Estudiantes de La Plata volvió a demostrar por qué es un club abonado a las grandes citas, y en el centro de los festejos del Trofeo de Campeones 2025 aparece un nombre que empieza a transformarse en un amuleto de la suerte, pero con argumentos futbolísticos: Fabricio Pérez.

El joven formado en Trinidad vive una realidad que parece extraída de un guión cinematográfico. Con apenas 20 años, el volante ofensivo ya sabe lo que es dar tres vueltas olímpicas con la camiseta del León. Lo que más impacta no es solo la precocidad, sino la efectividad: Pérez ha logrado un título cada ocho partidos disputados.

Un palmarés envidiable

Desde su debut, el crecimiento de Pérez ha ido de la mano con el éxito colectivo del equipo que conduce el destino de City Bell. Su vitrina personal ya cuenta con:

Trofeo de Campeones 2024

Torneo Clausura 2025

Trofeo de Campeones 2025

En un fútbol argentino tan competitivo, alcanzar tres estrellas en el inicio de una carrera es un hito reservado para muy pocos.

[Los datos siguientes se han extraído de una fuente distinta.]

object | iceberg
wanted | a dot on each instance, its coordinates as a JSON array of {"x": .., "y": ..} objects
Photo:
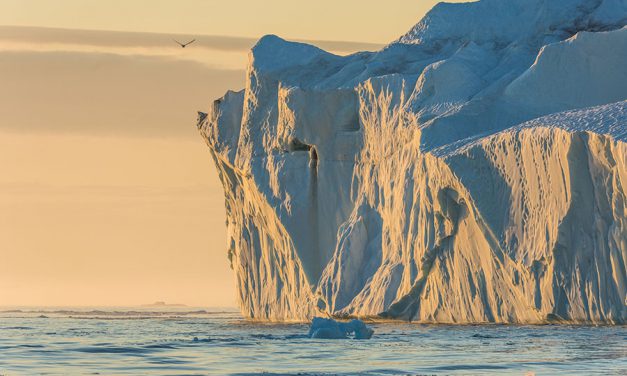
[{"x": 474, "y": 170}]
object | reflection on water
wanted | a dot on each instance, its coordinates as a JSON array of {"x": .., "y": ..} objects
[{"x": 185, "y": 341}]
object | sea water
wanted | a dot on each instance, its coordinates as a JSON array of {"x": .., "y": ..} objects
[{"x": 183, "y": 341}]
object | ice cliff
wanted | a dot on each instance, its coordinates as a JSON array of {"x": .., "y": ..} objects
[{"x": 474, "y": 170}]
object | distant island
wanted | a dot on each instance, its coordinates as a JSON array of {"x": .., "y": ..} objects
[{"x": 163, "y": 304}]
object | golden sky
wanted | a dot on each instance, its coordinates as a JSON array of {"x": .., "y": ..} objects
[{"x": 108, "y": 196}]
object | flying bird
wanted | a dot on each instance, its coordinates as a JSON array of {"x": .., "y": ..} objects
[{"x": 184, "y": 44}]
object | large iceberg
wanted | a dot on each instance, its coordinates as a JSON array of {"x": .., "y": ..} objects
[{"x": 474, "y": 170}]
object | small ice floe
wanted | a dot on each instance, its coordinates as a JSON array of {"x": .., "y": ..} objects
[{"x": 331, "y": 329}]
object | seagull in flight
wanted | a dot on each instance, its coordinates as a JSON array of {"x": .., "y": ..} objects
[{"x": 184, "y": 44}]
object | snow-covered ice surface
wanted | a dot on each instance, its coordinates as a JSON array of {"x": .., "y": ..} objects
[{"x": 472, "y": 171}]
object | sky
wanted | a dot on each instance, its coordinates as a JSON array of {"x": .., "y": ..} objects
[{"x": 108, "y": 195}]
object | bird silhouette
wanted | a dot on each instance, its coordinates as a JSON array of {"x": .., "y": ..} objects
[{"x": 184, "y": 44}]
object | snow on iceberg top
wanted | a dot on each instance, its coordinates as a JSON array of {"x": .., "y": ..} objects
[
  {"x": 505, "y": 21},
  {"x": 609, "y": 119}
]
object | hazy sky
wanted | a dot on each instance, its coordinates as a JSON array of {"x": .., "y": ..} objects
[{"x": 108, "y": 196}]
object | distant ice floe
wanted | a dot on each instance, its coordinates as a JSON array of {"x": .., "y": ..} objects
[{"x": 322, "y": 328}]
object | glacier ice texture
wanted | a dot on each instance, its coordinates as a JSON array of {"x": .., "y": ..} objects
[{"x": 472, "y": 171}]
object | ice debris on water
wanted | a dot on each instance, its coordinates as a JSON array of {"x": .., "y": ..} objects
[{"x": 330, "y": 329}]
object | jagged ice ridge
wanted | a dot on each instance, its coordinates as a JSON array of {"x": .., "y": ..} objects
[{"x": 474, "y": 170}]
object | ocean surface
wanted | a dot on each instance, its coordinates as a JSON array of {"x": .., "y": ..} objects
[{"x": 184, "y": 341}]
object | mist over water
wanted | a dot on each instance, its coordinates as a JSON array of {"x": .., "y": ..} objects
[{"x": 185, "y": 340}]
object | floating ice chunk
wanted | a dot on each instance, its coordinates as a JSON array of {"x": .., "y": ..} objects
[{"x": 331, "y": 329}]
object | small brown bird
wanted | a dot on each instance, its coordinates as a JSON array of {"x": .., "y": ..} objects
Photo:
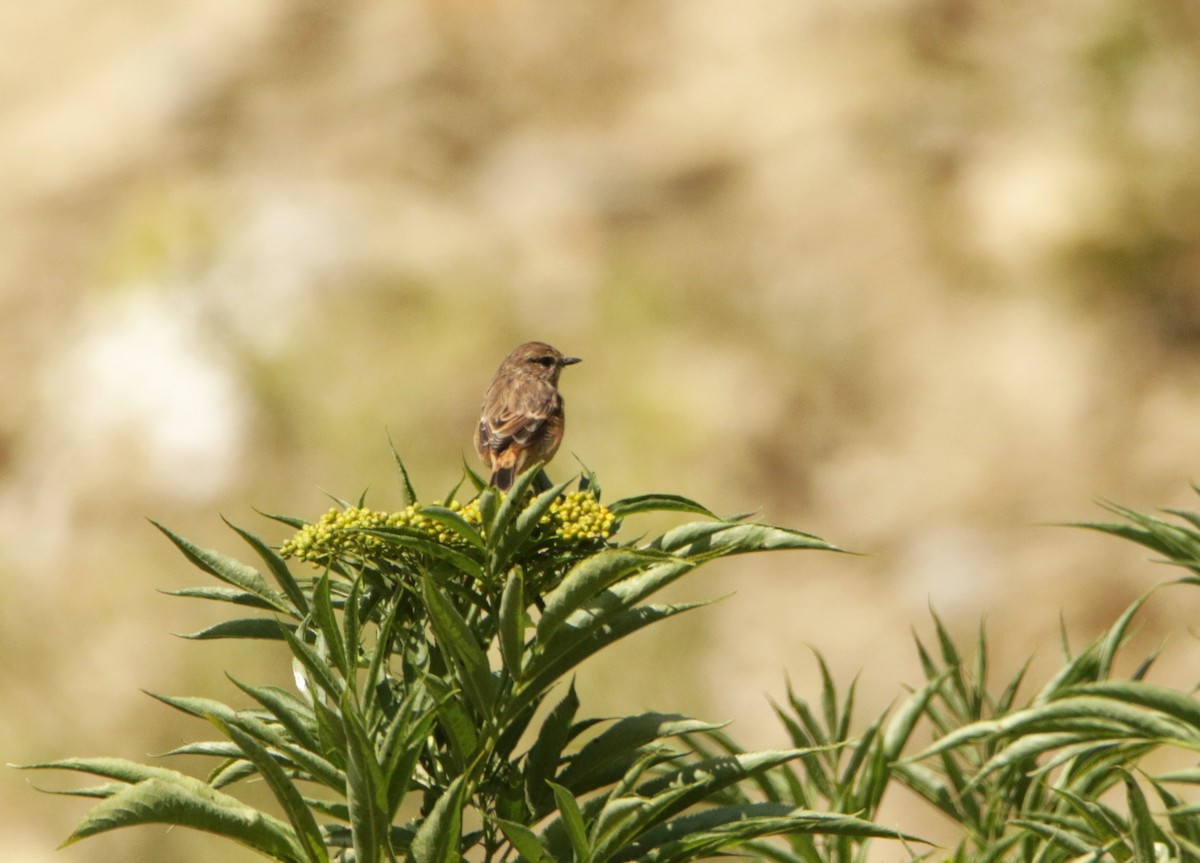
[{"x": 521, "y": 421}]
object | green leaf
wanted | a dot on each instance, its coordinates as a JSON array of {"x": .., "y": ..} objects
[
  {"x": 585, "y": 580},
  {"x": 658, "y": 503},
  {"x": 522, "y": 839},
  {"x": 573, "y": 820},
  {"x": 513, "y": 617},
  {"x": 292, "y": 713},
  {"x": 424, "y": 544},
  {"x": 317, "y": 669},
  {"x": 744, "y": 538},
  {"x": 437, "y": 838},
  {"x": 263, "y": 628},
  {"x": 227, "y": 569},
  {"x": 279, "y": 569},
  {"x": 365, "y": 786},
  {"x": 712, "y": 831},
  {"x": 509, "y": 543},
  {"x": 678, "y": 790},
  {"x": 606, "y": 757},
  {"x": 443, "y": 515},
  {"x": 454, "y": 720},
  {"x": 461, "y": 647},
  {"x": 327, "y": 622},
  {"x": 223, "y": 594},
  {"x": 185, "y": 802},
  {"x": 546, "y": 751},
  {"x": 1141, "y": 825},
  {"x": 511, "y": 503},
  {"x": 573, "y": 645},
  {"x": 288, "y": 796},
  {"x": 406, "y": 484}
]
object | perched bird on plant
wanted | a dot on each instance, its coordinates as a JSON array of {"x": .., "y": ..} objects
[{"x": 521, "y": 423}]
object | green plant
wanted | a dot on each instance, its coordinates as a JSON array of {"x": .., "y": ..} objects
[
  {"x": 1054, "y": 778},
  {"x": 424, "y": 649}
]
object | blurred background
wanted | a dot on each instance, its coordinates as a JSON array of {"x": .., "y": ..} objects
[{"x": 918, "y": 276}]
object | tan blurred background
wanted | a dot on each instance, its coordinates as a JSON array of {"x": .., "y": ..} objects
[{"x": 915, "y": 275}]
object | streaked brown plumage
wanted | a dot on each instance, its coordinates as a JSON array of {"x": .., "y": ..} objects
[{"x": 521, "y": 421}]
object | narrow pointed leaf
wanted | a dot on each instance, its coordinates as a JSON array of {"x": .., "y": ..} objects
[
  {"x": 573, "y": 820},
  {"x": 227, "y": 569},
  {"x": 585, "y": 580},
  {"x": 437, "y": 838},
  {"x": 186, "y": 802},
  {"x": 262, "y": 628},
  {"x": 279, "y": 569},
  {"x": 659, "y": 503},
  {"x": 513, "y": 616},
  {"x": 461, "y": 647}
]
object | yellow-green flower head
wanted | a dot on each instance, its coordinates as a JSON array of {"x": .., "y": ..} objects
[
  {"x": 340, "y": 532},
  {"x": 580, "y": 516}
]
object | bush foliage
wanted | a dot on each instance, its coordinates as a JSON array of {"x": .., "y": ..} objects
[{"x": 433, "y": 717}]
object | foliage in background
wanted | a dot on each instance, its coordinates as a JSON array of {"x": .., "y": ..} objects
[
  {"x": 1053, "y": 778},
  {"x": 423, "y": 652}
]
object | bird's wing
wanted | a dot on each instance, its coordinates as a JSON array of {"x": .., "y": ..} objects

Fabricio registra 24 presencias oficiales y 2 goles, cifras que marcan que, cada vez que le tocó participar, estuvo a la altura de la exigencia de un club que no permite relajaciones.

ADN Pincha y proyección

Pérez no es solo estadística. Su adaptación al primer equipo ha sido progresiva pero firme. Representa esa esencia del jugador del interior que llega a La Plata para terminar de moldearse con la "Mística" de la institución. En este 2025 de gloria para el conjunto albirrojo, el sanjuanino se asentó como una pieza de recambio valiosa, aportando frescura y gol en momentos clave.

Mientras el mundo Estudiantes celebra un nuevo trofeo en sus vitrinas, la figura de Fabricio Pérez se proyecta con fuerza. Con contrato vigente y un futuro que parece no tener techo, el pibe de San Juan ya dejó de ser una promesa para convertirse en una realidad ganadora.